In November 2017, Holmen was on the verge of signing with the Hobart Chargers of the South East Australian Basketball League until he ruptured his ACL.

In April 2018, Holmen returned to the SBL and joined the Perry Lakes Hawks. In his debut for the Hawks, he scored 14 points. In his fifth game for the Hawks, he had 28 points and 23 rebounds. He scored 30 points or more three times during the 2018 season, including a season-high 38 points. The Hawks started the season with a 6–8 record, before going on a 12-game winning streak to finish in fourth place at 18–8. In the quarter-finals, Holmen helped the Hawks defeat the Lakeside Lightning 2–1 with a 33-point effort in game three.
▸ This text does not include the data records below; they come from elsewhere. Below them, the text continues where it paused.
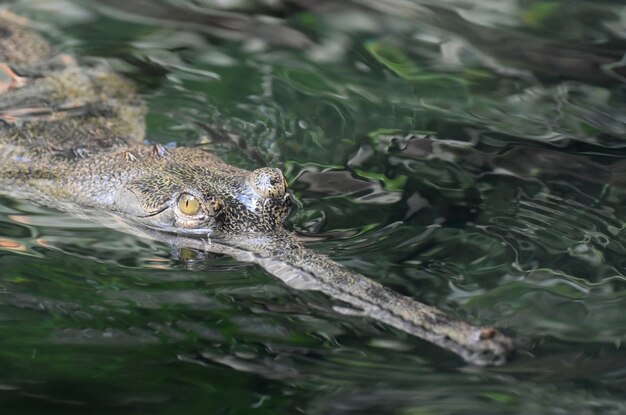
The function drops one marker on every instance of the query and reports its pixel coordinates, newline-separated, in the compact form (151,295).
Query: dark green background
(464,162)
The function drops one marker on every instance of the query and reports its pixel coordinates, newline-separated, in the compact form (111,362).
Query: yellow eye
(188,204)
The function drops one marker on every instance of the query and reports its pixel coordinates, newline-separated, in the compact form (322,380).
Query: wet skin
(72,137)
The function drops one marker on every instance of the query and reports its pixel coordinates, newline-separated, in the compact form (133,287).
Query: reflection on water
(468,154)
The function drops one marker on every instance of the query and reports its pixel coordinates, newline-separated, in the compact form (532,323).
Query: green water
(470,155)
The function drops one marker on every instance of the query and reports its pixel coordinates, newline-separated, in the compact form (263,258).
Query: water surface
(469,154)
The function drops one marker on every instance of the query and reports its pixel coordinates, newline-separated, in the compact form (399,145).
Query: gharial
(72,138)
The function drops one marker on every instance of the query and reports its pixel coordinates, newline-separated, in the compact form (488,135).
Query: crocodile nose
(268,182)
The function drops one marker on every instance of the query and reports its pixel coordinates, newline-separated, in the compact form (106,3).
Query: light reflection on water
(424,155)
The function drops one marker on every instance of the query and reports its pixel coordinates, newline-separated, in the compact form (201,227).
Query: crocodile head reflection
(191,191)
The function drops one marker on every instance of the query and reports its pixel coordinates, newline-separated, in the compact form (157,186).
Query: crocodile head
(190,191)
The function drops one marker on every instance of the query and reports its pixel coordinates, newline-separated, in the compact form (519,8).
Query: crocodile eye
(188,204)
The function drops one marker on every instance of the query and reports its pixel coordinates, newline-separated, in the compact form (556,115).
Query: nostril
(268,182)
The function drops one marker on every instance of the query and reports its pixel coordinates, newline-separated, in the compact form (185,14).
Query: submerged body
(72,137)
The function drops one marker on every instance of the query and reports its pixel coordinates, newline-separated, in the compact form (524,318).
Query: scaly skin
(71,137)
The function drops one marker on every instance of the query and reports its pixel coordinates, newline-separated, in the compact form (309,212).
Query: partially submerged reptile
(72,137)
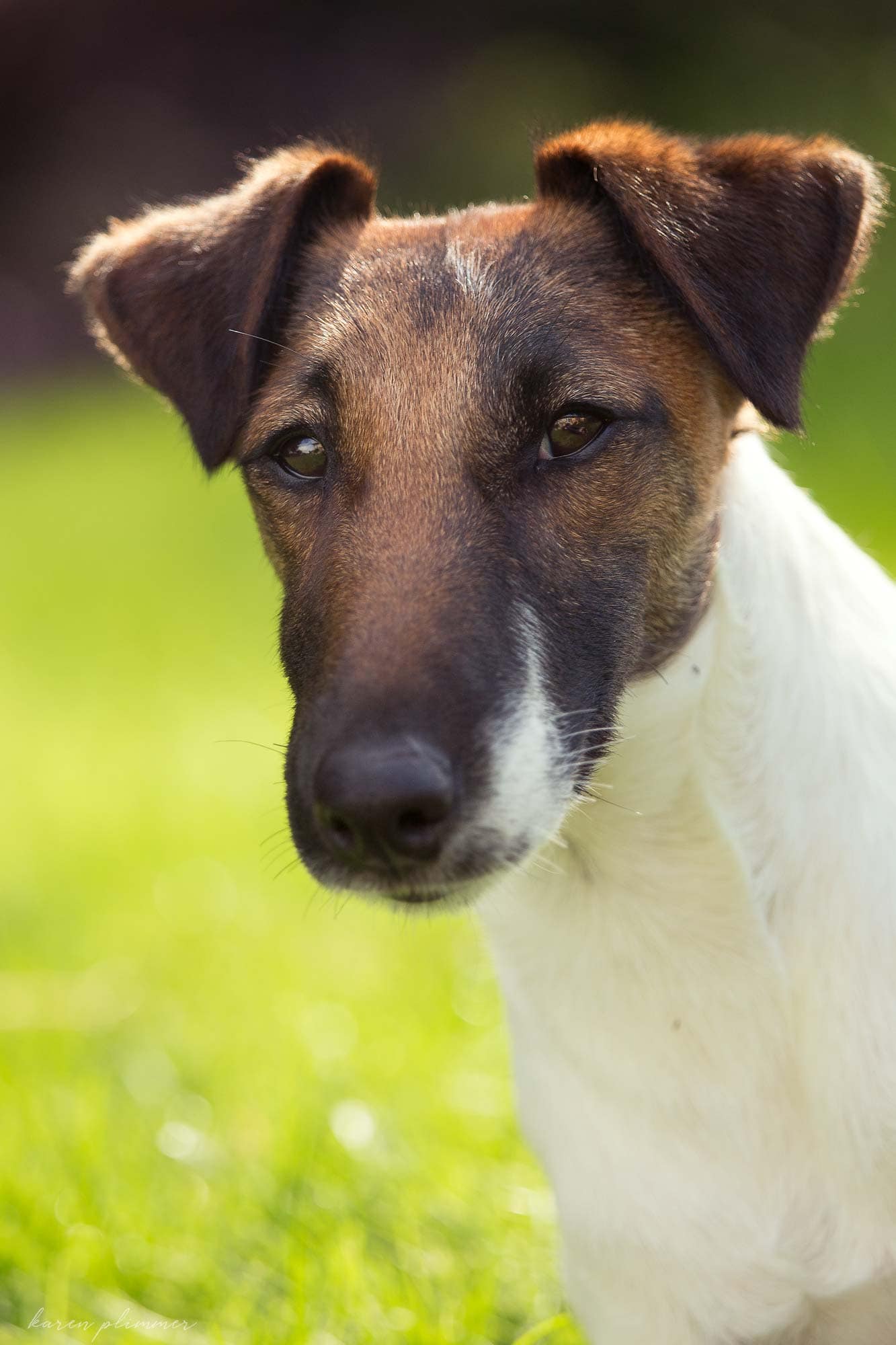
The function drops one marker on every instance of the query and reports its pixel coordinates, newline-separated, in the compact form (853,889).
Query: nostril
(341,832)
(385,802)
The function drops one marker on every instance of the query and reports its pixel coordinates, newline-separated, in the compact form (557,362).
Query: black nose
(384,805)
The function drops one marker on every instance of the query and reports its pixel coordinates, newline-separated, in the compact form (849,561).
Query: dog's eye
(303,458)
(572,432)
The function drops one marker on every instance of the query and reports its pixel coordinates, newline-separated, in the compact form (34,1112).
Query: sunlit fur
(704,1000)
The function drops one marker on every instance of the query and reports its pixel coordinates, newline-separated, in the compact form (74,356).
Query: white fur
(525,801)
(470,268)
(704,1003)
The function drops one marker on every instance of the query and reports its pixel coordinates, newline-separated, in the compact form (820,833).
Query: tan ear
(165,291)
(756,239)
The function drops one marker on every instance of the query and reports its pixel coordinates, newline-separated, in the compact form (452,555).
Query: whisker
(248,743)
(252,337)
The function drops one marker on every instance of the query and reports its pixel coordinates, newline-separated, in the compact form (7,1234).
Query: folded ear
(165,291)
(756,239)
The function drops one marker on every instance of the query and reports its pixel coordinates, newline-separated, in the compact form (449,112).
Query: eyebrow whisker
(266,340)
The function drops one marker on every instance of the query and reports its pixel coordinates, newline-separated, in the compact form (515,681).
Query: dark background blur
(107,106)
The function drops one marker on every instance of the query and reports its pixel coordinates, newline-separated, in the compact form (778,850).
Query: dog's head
(483,450)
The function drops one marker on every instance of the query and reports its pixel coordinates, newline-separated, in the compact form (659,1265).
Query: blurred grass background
(225,1097)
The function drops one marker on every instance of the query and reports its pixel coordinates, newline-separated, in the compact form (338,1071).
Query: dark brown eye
(303,458)
(571,432)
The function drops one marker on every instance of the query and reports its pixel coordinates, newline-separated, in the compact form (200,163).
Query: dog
(565,641)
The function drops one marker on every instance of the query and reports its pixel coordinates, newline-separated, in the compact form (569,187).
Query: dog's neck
(720,758)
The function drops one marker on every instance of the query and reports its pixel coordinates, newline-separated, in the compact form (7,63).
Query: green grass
(225,1098)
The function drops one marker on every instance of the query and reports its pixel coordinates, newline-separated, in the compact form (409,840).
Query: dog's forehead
(425,321)
(487,270)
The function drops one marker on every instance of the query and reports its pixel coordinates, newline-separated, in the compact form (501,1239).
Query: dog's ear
(165,291)
(756,239)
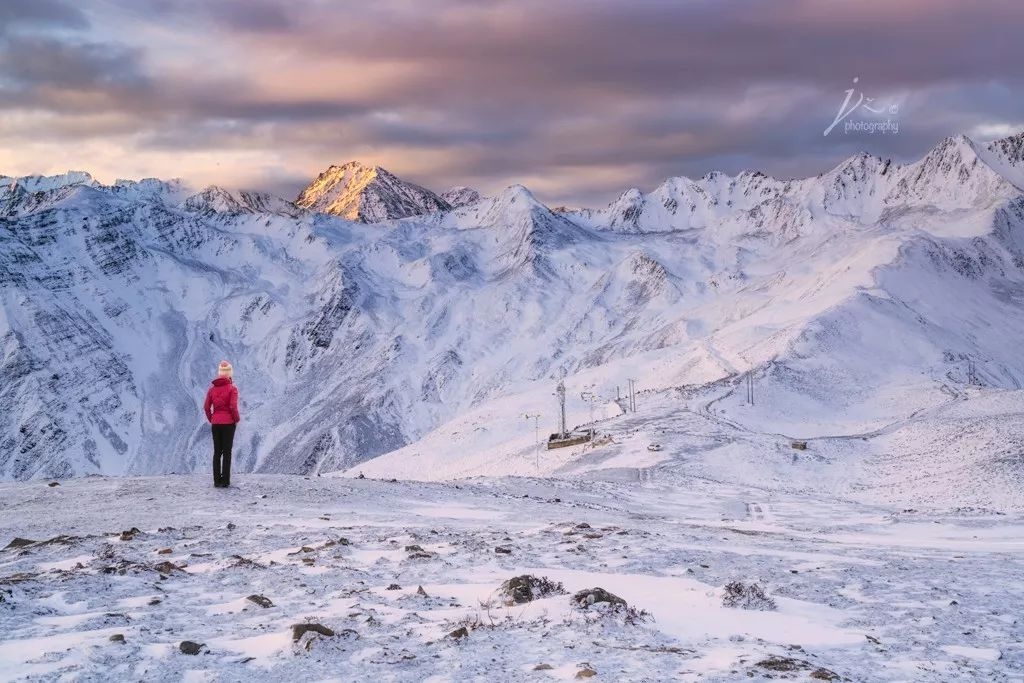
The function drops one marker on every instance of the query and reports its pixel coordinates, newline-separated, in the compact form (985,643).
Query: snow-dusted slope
(368,194)
(461,196)
(852,297)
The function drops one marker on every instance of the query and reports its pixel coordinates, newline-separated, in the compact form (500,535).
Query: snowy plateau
(833,368)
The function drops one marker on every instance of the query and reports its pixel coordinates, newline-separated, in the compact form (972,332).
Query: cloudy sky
(577,99)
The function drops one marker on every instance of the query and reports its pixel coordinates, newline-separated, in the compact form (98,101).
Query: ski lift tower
(563,437)
(560,392)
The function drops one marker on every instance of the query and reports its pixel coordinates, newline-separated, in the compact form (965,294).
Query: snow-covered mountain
(864,293)
(367,194)
(461,196)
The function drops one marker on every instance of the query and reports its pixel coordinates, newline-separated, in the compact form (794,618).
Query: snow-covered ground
(863,592)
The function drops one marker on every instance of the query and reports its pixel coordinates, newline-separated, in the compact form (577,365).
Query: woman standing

In game one of the semi-finals against the Rockingham Flames on August 18, Holmen suffered a season-ending knee injury in the first quarter as the Hawks lost 92–73. It was later announced that Holmen would require a knee reconstruction after again rupturing his ACL and suffering a torn meniscus. Despite losing Holmen, the Hawks went on to defeat the Flames in three games to reach the SBL Grand Final. In the grand final, the Hawks defeated the Joondalup Wolves 94–87 to win Holmen his first SBL championship. In 24 games for the Hawks in 2018, he averaged 17.8 points, 9.4 rebounds and 2.4 assists per game.

==Personal life==
Holmen got married in October 2017.

In September 2018, Holmen returned to Texas and became a coach at Coram Deo Academy. He was still in the role as of February 2023.